Hobbitowi wydało się, że zrozumiał ukryty sens opowieści czarodzieja.
— Co teraz poczniemy — krzyknął — jeżeli on sprowadzi wargów i gobliny?! Wszystkich nas tu zaskoczą i pozabijają! A przecież mówiłeś, że on nie żyje z tamtymi w przyjaźni!
— Mówiłem. Nie bądź głupi, Bilbo. Idź lepiej do łóżka, bo widzę, że ci już rozum usnął w głowie.
Hobbit, bardzo zgnębiony, uznał, że nic lepszego zrobić się nie da, i poszedł spać; krasnoludy jeszcze śpiewały swoje pieśni, gdy on już zasnął łamiąc sobie nawet przez sen głowę nad sekretami Beorna; śniło mu się, że setki czarnych niedźwiedzi tańczą przy księżycu powoli, ciężko, w kółko, w kółko po dziedzińcu. Ocknął się, kiedy reszta kompanii spała, i znów usłyszał jak poprzedniej nocy jakieś skrobanie, tupot, posapywania i pomruki za drzwiami.

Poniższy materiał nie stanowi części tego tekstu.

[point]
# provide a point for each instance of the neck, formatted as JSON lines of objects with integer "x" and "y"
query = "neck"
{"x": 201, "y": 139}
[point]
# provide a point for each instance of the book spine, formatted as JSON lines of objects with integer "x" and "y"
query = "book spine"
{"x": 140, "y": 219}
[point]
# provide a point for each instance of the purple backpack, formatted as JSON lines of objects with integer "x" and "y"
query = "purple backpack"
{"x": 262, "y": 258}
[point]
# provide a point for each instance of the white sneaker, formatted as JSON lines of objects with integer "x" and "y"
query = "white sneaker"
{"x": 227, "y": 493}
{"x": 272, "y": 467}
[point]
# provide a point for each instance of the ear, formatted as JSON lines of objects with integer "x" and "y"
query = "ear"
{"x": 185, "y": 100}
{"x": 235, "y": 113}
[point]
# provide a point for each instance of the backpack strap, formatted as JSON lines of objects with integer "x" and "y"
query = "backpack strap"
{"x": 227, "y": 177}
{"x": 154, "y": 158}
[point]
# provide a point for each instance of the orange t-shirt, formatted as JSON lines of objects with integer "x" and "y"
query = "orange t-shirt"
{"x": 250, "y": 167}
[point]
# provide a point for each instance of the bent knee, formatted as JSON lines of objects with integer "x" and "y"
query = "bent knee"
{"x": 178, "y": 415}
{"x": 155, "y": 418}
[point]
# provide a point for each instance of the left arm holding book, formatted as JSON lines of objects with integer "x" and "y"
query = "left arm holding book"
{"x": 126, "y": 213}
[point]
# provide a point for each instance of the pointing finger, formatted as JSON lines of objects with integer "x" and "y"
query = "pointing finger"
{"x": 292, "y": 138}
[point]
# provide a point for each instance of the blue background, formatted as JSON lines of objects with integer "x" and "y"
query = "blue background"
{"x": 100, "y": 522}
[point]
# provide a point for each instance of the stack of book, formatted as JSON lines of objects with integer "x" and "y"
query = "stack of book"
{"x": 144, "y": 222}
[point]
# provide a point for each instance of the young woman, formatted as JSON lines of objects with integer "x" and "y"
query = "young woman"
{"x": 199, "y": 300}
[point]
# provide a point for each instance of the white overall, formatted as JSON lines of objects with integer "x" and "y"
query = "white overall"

Nazajutrz rankiem zbudził ich Beorn we własnej osobie.
— A więc jesteście wszyscy jeszcze tutaj — rzekł. Podniósł w górę hobbita i ze śmiechem dodał: — Jak widzę, nie zjadły cię wilki ani gobliny, ani złe niedźwiedzie. — Zgoła bez szacunku poklepał pana Bagginsa w okolicach kamizelki. — Brzuszek nam się z powrotem pięknie zaokrąglił na chlebie i miodzie. Chodź no do stołu, podjemy sobie znowu.